Due to inevitable visual occlusion, the results of mmhuman are coarse, especially in arms and hands. Taking into account the multi-modal data collected in our dataset, including OptiTrack, gloves poses, rgb images and so on, these information can help us optimize the mmhuman results.

Given the coarse mmhuman pose estimation $\mathcal{M_{mmh}}$, OptiTrack head and hands tracking points $\mathcal{H}$ and glove hands poses $\Theta_{hand}$, we aim to recover the accurate human poses $\mathcal{M_{acc}}$. Our optimization objective is:

\[\min _{\mathcal{M_{acc}} } \mathcal{C_{trk}} + \mathcal{C_{wst}} +\mathcal{C_{smo}}\]

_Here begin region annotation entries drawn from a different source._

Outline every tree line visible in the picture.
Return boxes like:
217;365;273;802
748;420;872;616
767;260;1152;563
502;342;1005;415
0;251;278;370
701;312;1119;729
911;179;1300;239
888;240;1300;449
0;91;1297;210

The OptiTrack term $\mathcal{C_{trk}}$ measures how well the posed body model match the OptiTrack points $\mathbf{P}_t = \left \{ \mathbf{d}_t^i \right \}_{i=0}^{3}$ for head and two-hand points at each frame $t$. We use the mesh corresponding vertices $\mathbf{V}_t$ (index 411 for the head OptiTrack data, 5459 for the right hand and 2213 for the left hand) to compute

\[\mathcal{C_{trk}} =\lambda _{trk}\sum_{t=0}^{T}\sum_{i=0}^{3} \mathop{\min}_{\mathbf{v}_t^i}\left \| \mathbf{v}_t^i- \mathbf{d}_t^i \right \| ^2\]

The wrist cost $\mathcal{C_{wst}}$ is used to disambiguate the right/left wrist pose guided by hands tracking information. Meanwhile, the cost also contributes to recovering accurate whole-arm poses even in severe occlusions. We use the hand OptiTrack pose $\mathbf{O}_t^{hand} = \left \{ \mathbf{o}_t^h \right \}_{i=0}^1$ to calculate the right $h=0$ and the left $h=1$ wrist loss. It is formulated as

\[\mathcal{C_{wri}} =\lambda _{wri}\sum_{t=0}^{T}\sum_{h=0}^{1}\left \| {\mathbf{v}_{wri}}_t^h-\mathbf{o}_t^h \right \| ^2\]

where ${\mathbf{v}_{wri}}_t^h$ is the SMPLH right/left wrist pose.

Independent frame-by-frame pose estimation always causes temporal inconsistency. The regularization term $\mathcal{C_{smo}}$ is used to guarantee the smoothness of the motion recovering and keep it reasonable. The smooth term encourages the 3D joints consistency. It is formulated as

\[\mathcal{C_{smo}}= \sum_{t=1}^{T} (\lambda_{jp}\sum_{j=1}^{N} \left \| \mathbf{J}_t^j - \mathbf{J}_{t-1}^j \right \|^2 +\lambda_{bl}\sum_{i=1}^{B} ( l_t^i - l_{t-1}^i )^2 )\]

$\mathbf{J}_t$ is the joint position at time $t$. Bone lengths $l_t^j$ are from $\mathbf{J}_t^j$ at each step.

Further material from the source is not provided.